The hill behind the house climbs to 500 feet before leveling off as a ridge that extends for a couple of miles in an easterly direction parallel to the coast.
This evening I took Tim, my cellist friend, up to the top to catch some of the beauty that only height can bring. Looking south straight into the Southern Ocean there was only one land mass between us and the Antarctic. This was the wind shaped speck of land called Wedge Island floating two and a half miles off shore.
Blue black clouds of a distant storm front were the back drop, but right on cue the setting sun peaked through to cast a lone beam of light upon the island turning its westward side into a glowing beacon of…..
Of what? Hope, maybe? Like a lighthouse for storm wracked sailors?
This evening, Wedge was such a symbol. After a hectic day at the computer and on the phone working to organise the Parliament House vigil and feeling overwhelmed at times with the immensity of the project, not to mention its importance to the trees, it was soothing to my soul to see such an exquisite and reassuring guiding light.
“Yes!”, was it’s simple message. “Yes!”
Back at the house, I reflected on those friends of mine who, in their far off lives, are a Wedge Island to me. Who give me encouragement, permission, guidance, to be who I am simply by their being just who they are.

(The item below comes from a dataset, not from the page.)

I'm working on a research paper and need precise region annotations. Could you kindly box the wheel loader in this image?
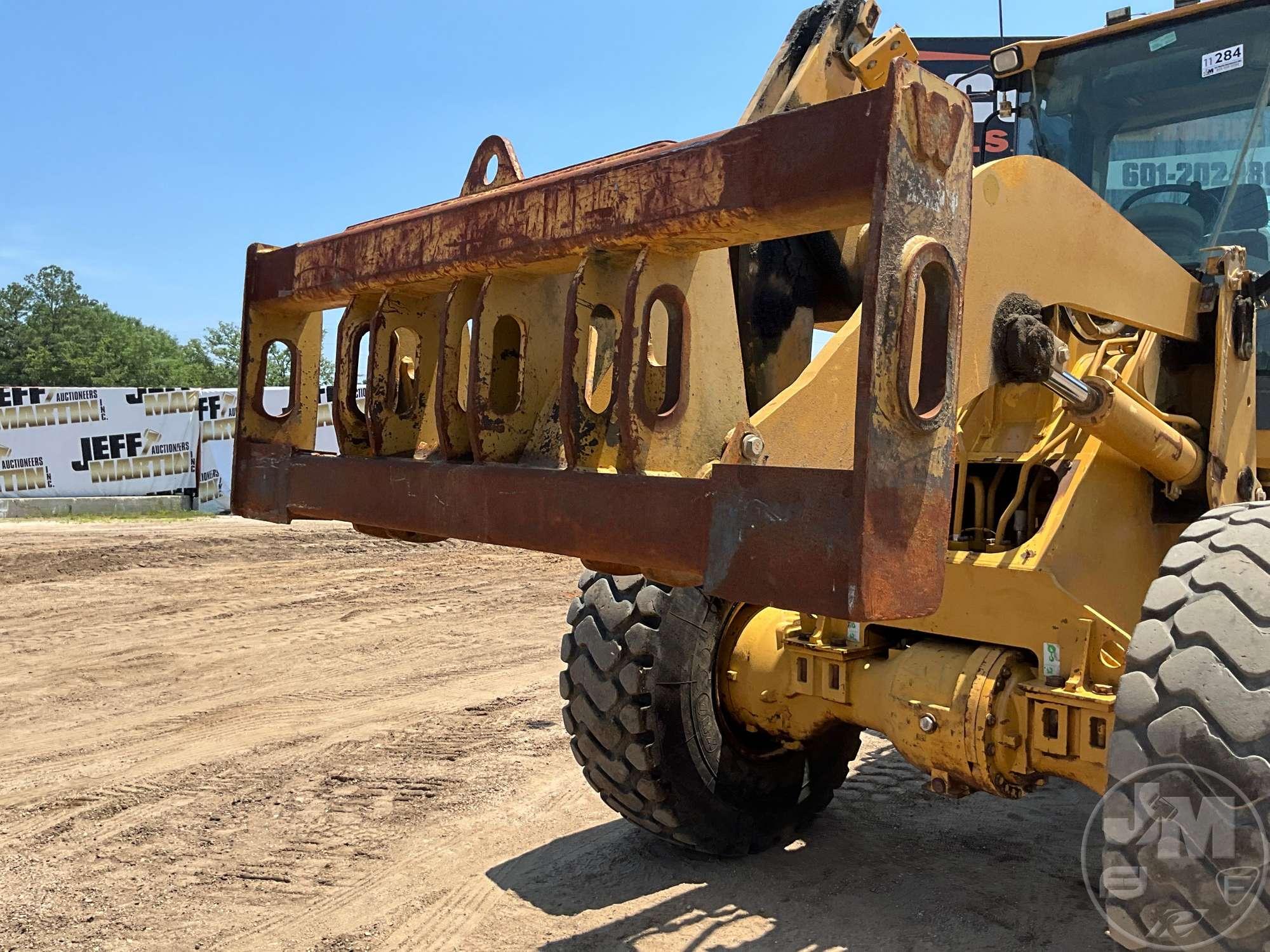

For all of us, even though we might literally be cut off from the mainland of city life, or emotionally feel adrift in the dark vastness of everyday life, we each can still reflect light, love and compassion across the divide.
Even in our aloneness, we can each sing out our own unique island voice and, in so doing, reach unknown shores.
Whether we know it or not, someone on some distant hill top just might gather in our distant “smoke signal” of love and find themselves refreshed.